Initially, it was unclear what had happened as no code changes had been deployed by Rollbar nor were changes made directly to any infrastructure. Not knowing that the firewall rules had been eliminated, we attempted to restart applications and create new load balancers from roughly 03:37 to 05:08am. At 05:08 a support ticket was created with Rollbar’s cloud services provider, and Google to help resolve the issue. 

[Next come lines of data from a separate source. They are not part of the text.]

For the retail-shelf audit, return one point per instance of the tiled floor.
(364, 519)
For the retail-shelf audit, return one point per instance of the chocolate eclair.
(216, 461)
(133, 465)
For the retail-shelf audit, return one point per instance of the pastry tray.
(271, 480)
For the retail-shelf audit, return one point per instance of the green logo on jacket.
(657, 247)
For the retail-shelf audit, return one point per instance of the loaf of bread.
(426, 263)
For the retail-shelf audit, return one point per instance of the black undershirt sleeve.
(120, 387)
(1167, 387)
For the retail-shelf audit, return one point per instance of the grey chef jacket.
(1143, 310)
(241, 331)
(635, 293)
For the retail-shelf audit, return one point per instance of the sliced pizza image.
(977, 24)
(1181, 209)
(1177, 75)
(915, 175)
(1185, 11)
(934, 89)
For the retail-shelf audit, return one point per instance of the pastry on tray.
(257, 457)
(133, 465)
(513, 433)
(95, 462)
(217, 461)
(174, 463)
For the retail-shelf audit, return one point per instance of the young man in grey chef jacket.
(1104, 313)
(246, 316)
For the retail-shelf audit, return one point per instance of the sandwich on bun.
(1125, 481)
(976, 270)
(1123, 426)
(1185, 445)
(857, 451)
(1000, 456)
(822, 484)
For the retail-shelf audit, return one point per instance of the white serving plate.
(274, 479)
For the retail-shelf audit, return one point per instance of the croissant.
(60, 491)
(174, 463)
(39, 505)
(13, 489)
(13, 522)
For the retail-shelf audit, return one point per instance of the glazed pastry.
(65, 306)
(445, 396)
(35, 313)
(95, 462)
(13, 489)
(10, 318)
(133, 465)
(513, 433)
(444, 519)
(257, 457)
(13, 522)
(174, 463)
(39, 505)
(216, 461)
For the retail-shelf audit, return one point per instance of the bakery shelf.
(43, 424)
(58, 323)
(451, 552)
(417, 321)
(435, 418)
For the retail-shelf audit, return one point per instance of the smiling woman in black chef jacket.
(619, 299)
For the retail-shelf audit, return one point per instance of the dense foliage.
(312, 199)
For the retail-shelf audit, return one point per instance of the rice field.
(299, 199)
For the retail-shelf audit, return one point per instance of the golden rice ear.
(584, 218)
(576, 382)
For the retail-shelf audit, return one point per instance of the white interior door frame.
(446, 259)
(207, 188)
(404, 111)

At 05:11 engineers from the cloud services provider, Google, and Rollbar teleconferenced to try to discuss the issue. After 75 minutes on the support call, the cloud services provider and Google were able to determine that the firewall rules had been removed due to the GKE upgrade. Starting at 06:28, Rollbar created new firewall rules and resolved the issues with load balancer health thus restoring service for the Platform API & Web Application. By 06:35, all services were fully restored.

Timeline:

  • Feb 3 03:37 PST - Both the Platform API and Web Application stop responding
  • 03:37-05:08 PST - Attempts to remedy through restarts and creating new load balancers fails
  • 05:08 PST - Critical support ticket created with our cloud support provider
  • 05:11 PST - Teleconference call initiated with cloud services provider, Google, & Rollbar engineers
  • 06:28 PST - New firewall rules recommended and added for the Web Application’s ALB
  • 06:30 PST - Web Application became available
  • 06:32 PST - New firewall rules recommended and added for the Platform API’s ALB
  • 06:35 PST - Platform API became available

Follow-up Actions

To mitigate future risks and avoid similar incidents, we have undertaken the following actions:

  • In order to avoid the deletion of necessary firewall rules, we have created our own firewall rules rather than relying on automatically-created rules.
  • We have incorporated notifications on GKE updates into our internal application performance graphs to note when these occur to help in the future when diagnosing issues.
Posted Mar 27, 2024 - 20:18 PDT

Resolved
We are continuing to monitor for any further issues.
Posted Feb 03, 2024 - 06:48 PST
Update
We are continuing to monitor for any further issues.
Posted Feb 03, 2024 - 06:37 PST
Monitoring
A fix has been implemented and we are monitoring the results.
Posted Feb 03, 2024 - 06:36 PST
Update
We are continuing to work on a fix for this issue.
Posted Feb 03, 2024 - 06:35 PST
Update
We are continuing to work on a fix for this issue.
Posted Feb 03, 2024 - 06:33 PST
Identified
The issue has been identified and a fix is being implemented.
Posted Feb 03, 2024 - 06:27 PST
Investigating
We are experiencing a processing delay in our occurrence pipeline. We are investigating actively and will post when we have identified the issue.
Posted Feb 03, 2024 - 03:51 PST
This incident affected: Web App (rollbar.com), API Tier (api.rollbar.com) and Processing pipeline (Core Processing Pipeline, iOS Symbolication pipeline, Source map symbolication pipeline).